Paulinho: Nunca consegui gostar de rock. Gosto mesmo é da MPB, principalmente da antiga. Tem algumas músicas que aprecio, como a de Rita Lee, mas o gênero nunca me "pegou". De todo modo, li o seu texto, como sempre bem escrito. Um abraço.

6:24 PM  
Blogger Evandro C. Guimarães said...

Esclarecendo um ponto, Francisco, o texto é de minha autoria. De qualquer forma, agradeço a sua presença e o convido a retornar futuramente. Também falarei de MPB.
Quanto ao fato de não gostar porque o ritmo não te pegou, entendo bem o que você está dizendo. Comigo acontece o mesmo com o samba. Por mais que tentem impor este gênero como símbolo do Brasil, não consigo gostar. Nem adianta tentar.
E creio que há outros gêneros, também muito brasileiros, como o chorinho e o baião que são milhares de vezes melhores que o samba!

8:55 PM  
Blogger Paulo Assumpção said...

E eu pensando que o sentido do rock era “desafiar o homem”. Hehe! Cara, você deu uma aula neste post.

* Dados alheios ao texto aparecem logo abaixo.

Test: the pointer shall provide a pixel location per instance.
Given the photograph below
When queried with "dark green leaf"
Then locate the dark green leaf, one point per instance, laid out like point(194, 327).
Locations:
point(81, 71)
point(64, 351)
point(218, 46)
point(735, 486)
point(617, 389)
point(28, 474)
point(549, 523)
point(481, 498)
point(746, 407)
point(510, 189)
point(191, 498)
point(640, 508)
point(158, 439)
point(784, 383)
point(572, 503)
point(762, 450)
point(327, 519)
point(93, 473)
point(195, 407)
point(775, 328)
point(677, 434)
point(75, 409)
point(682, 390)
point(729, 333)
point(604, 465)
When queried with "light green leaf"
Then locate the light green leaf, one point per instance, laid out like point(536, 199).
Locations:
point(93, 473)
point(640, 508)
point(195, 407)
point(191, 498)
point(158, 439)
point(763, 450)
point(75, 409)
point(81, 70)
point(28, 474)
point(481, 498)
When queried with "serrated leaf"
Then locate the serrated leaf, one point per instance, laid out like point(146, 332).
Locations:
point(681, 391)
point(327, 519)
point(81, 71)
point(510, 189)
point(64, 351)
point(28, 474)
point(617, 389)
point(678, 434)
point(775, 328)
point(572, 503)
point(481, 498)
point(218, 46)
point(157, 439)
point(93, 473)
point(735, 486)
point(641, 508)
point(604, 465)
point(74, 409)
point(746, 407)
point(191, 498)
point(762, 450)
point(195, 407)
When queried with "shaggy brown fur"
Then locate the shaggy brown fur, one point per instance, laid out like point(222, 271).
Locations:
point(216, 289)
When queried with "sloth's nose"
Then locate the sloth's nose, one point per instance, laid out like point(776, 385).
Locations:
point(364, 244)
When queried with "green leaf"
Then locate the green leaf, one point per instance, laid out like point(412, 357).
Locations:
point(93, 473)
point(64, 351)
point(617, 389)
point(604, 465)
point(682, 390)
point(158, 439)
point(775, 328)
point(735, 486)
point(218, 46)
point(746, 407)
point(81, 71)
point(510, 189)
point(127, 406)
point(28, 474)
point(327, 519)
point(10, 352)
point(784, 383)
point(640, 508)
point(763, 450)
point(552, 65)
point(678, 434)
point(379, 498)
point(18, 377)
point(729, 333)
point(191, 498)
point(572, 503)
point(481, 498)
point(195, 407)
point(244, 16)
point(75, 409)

Que tal mudar o nome do blog para “Escola de Rock”? Mal posso esperar pela continuação do post. Só torço para que tal espera não seja tão longa quanto uma “sinfonia” de rock progressivo. Grande abraço!

8:53 PM  
Anonymous Anônimo said...

É incrível como quem tem paixão por algo escreve muito bem sobre ele. O seu texto mostra o quanto apaixonado pelo rock você é. Continue brilhante sempre!
Beijos da sua maior fã

9:08 PM  
Blogger Evandro C. Guimarães said...

Fico feliz que tenha considerado o texto esclarecedor, sócio. Mesmo com minhas muitas limitações, o objetivo é esse!
Para Simone:
Um texto sobre você,meu amor, seria ,então, o melhor de todos, pois você é a minha grande paixão!
Agradeço muito a sua presença aqui, minha linda, pois sei o quanto você abomina esta coisa de blogs e comentários. Um beijão!

3:23 PM  
Blogger Paulo Assumpção said...

O amor é lindo! :-D

1:01 PM  
Anonymous Anônimo said...

Ótimo texto Evandro! Cada vez que visito o Restinga Musical, aprendo mais! Obrigado pelas dicas! Um abraço e continue nos maravilhando com seus textos!

9:15 PM  
Blogger Evandro C. Guimarães said...

Obrigado pelos elogios, Ana. Pode continuar a visitar o Restinga. Sua presença é sempre bem-vinda!